Fui de los agoreros del Teatro Real. De los que, habiendo sido muy optimistas con el primer giro en la gestión del teatro dado por Elena Salgado al nombrar director artístico a Stéphane Lissner, cayeron en el pesimismo cuando un castigo político acabó con ella y una bravuconada de Tomás Marco (cuya hoja de servicios en la dirección general pasará a la historia con menos gloria -incluso- que sus partituras a la de la música) forzó de mala manera la salida de Lissner. Escribí en estas páginas sobre el atroz estilo del Ministerio de Cultura en el asunto, sobre el culpable silencio que alguno de los patronos guardó entonces vergonzosamente, y me senté a esperar la programación de la obra operística completa de José María Cano. Fui también a la cena de desagravio a Lissner en el restaurante Jai-Alai de Madrid, del que, tras escuchar bellos discursos, los presentes salimos con síndrome de náufragos resignados -en un islote donde ondea la banderita española- a subsistir a base de una estricta ración de agua, azucarillos y aguardiente. En las dos primeras temporadas vimos grandes óperas contemporáneas (La zorrita astuta, de Janácek; Peter Grimes, de Britten; The Bassarids, de Henze; Corvo branco, de Glass) en montajes de extraordinario empeño y calidad; el pesimista que aún latía en nosotros advirtió que eran las rentas del programa diseñado por Lissner antes de irse. Una Aida chabacana y -en todos los sentidos de la palabra- chillona, que el nuevo director artístico, García Navarro, brindó como tarjeta de presentación, agravaría las tendencias suicidas de muchos aficionados inquietos. Y llegaron Las golondrinas, de Usandizaga, una zarzuela que el Real rescataba -¿repesca en el río revuelto del casticismo?- en la versión operística del hermano del compositor vasco tan precozmente muerto.Desconfiado al entrar en el teatro, salí de la función feliz de un espectáculo excelente, que sacaba del cruel olvido que España reserva a sus muertos una música inventiva y llena de vigor verista. He leído ahora en la prensa y escuchado comentarios irónicos sobre la ópera de Chapí Margarita la tornera, en la que, efectivamente, sale la Virgen María a escena y se producen subidas al cielo. El PP fomenta la ópera nacional-catolicista. El Teatro Real, martillo de herejes. Qué grandes titulares periodísticos. Dijo EL PAÍS que algunos espectadores de la primera representación juzgaban rancia Margarita la

tornera y hacían bromas sobre cómo el Gobierno de la derecha despedía musicalmente el milenio bajo un manto mariano. Melómanos más sofisticados lamentan que el Real desempolve una obra de un melodismo tan postromántico estrenada en 1909, el año de la Elektra de Richard Strauss. En España se pasa con pasmosa facilidad de la nada a la más absoluta miseria modelna. El arte ya no es una carrera de relevos, en la que si Schoenberg nos pasa el testigo del Moisés y Arón todos tenemos que seguir corriendo dodecafónicamente. Esta temporada, el Real ofrece El caballero de la rosa, en la que el mismo Strauss de la percutiente Elektra se permite hasta un vals, y sólo dos años después. En 1909, es verdad, existían Satie y el cubismo, pero Puccini daba los últimos retoques a La fanciulla del West. No quiero ni pensar en la rechufla que puede aquí montarse si el PP gana las elecciones y el Real programa en el 2001 Diálogo de carmelitas, de Poulenc, que será todo lo obra maestra que se quiera, pero de monjas. O nos pone una ópera de Penderecki o Martinu, muy vanguardistas ellos, pero creyentes.

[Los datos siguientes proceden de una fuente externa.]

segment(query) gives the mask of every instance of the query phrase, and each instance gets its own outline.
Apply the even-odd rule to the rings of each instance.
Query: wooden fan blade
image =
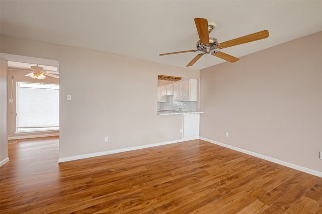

La música de Margarita la tornera es una maravilla orquestal, y tiene escenas de bellísima escritura vocal; el libreto está a la altura (por supuesto baja) de muchas obras maestras de Verdi. De un gran teatro público yo espero el paso adelante, pero agradezco la mirada hacia atrás, sobre todo si el pasado está tan maltratado como el nuestro y las obras son tan buenas como esta de Chapí. Su Virgen milagrera (que conocía, y con placer, por las leyendas de Alfonso X y Zorrilla) no me escandaliza. Me escandalizaría si bajo un Gobierno de izquierdas el Real no juzgase correcto programar una genial ópera cristiana.